Als bewegingsonderwijzer is het je doel om leerlingen te leren om beter te bewegen. Dat gaat niet vanzelf. Daarvoor heb je als docent kennis over bewegen nodig. Want waarom kies je eigenlijk voor een kleine knuppel als je gaat softballen met een brugklas? Waarom zeg je tegen leerlingen dat je je klein moet maken bij een salto? En waarom is een ingewikkelde techniek als de fosburyflop efficiënt bij het hoogspringen? Van veel van deze keuzes in arrangement of leerhulp weet je gevoelsmatig dat ze goed zijn; biomechanica is de logica onder deze praktijkkennis. Kennis van biomechanica helpt je om betere keuzes te maken in arrangement en leerhulp. Met biomechanica kun je het menselijk bewegen namelijk begrijpen, analyseren en verbeteren.

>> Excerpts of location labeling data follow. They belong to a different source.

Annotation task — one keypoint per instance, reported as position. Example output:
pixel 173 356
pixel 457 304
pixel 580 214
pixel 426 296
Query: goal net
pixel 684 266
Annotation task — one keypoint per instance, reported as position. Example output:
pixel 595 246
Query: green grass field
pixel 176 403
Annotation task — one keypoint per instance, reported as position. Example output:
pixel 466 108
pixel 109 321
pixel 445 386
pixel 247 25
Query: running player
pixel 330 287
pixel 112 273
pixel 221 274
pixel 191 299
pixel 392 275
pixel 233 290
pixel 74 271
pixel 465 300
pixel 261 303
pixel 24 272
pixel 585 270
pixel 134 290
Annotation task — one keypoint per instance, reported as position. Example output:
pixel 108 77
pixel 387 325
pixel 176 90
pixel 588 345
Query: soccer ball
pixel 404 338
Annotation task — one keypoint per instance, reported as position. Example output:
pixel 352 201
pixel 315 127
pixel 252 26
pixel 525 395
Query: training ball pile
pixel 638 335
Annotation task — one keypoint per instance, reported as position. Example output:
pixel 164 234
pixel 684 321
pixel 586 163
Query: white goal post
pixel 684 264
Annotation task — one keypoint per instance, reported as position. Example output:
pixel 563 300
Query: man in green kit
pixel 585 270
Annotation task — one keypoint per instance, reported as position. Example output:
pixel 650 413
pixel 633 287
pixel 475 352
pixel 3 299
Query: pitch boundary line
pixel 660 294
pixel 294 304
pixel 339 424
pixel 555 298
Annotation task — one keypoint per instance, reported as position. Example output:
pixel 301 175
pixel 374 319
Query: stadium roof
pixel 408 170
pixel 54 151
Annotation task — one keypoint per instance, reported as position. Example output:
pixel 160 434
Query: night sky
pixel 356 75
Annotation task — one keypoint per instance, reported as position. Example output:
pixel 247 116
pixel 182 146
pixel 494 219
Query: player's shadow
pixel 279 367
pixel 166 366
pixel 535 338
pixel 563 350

In dit boek worden biomechanische principes op een simpele manier uitgelegd en toegepast op voorbeelden uit het bewegingsonderwijs. Zodat je beter begrijpt waarom bewegingen vaak worden uitgevoerd zoals ze worden uitgevoerd, waarom bepaalde leerhulp werkt en waarom je bepaalde keuzes in het arrangement maakt.
Biomechanica in het bewegingsonderwijs is geschreven voor studenten van de lerarenopleiding Lichamelijke Opvoeding en opleidingen Sport en Bewegen, bewegingsonderwijzers in het basis- en voortgezet onderwijs en anderen die zich bezighouden met de begeleiding van bewegingsactiviteiten en de verbetering van bewegen.
Deze derde editie van Biomechanica in het bewegingsonderwijs is inhoudelijk aangevuld met een hoofdstuk over bewegen door de lucht en een hoofdstuk over bewegen door het water. Daarnaast worden in het laatste nieuwe hoofdstuk basisvaardigheden als lopen, springen en gooien biomechanisch bekeken. Hierbij worden de biomechanische principes uit de eerdere hoofdstukken met elkaar gecombineerd, geïntegreerd en toegepast op deze praktische basisvaardigheden.